Jadi Ulama yang berpendapat bahwa perempuan boleh menjadi Imam shalat berjamaah dengan makmum lelaki, tampaknya beristidlal dari apa yang tersirat dari penuturan Abd al-Rahman bin Khallad itu, bukan dari apa yang tersurat dari hadits tersebut.Padahal Abd al-Rahman sendiri adalah rawi kontroversial, begitupula neneknya Laila binti Malik.
Menurut Ibn Hajar, Abd al-Rahman bin Khallad adalah rawi majhul al-hal (tidak diketahui identitasnya), walaupun Ibn Hibban menyebutnya rawi tsiqah, akan tetapi menurut kaidah ilmu jarh dan ta’dil apabila ada perbedaan Ulama mengenai seorang perawi, ada yang menjarh dan ada pula yang menta’dil maka yang didahulukan adalah yang menjarh.Olehkarena itu, Abd al-Rahman bin Khallad dinyatakan rawi yang dha’if.Disamping itu, neneknya, Laila binti Malik menurut Ibn Hajar identitasnya la tu’raf (tidak diketahui).Maka dapat disimpulkan bahwa kedua hadits yang diriwayatkan oleh Abd al-Rahman bin Khallad ini dha’if.
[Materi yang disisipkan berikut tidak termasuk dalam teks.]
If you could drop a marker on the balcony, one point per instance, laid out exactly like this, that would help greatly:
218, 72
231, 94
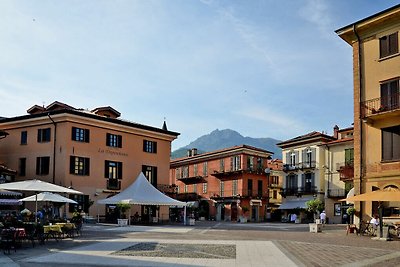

Inilah sedikit keterangan yang saya kutip dari berbagai kitab, alangkah lebih baik apabila teman-teman ingin tahu lebih jauh mengenai hal ini, silahkan baca buku Imam Perempuan karya Prof.DR.K.H. Ali Mustafa Ya’qub, MA, khadim ma’had dar al-sunnah Ciputat, cetakan pustaka Firdaus.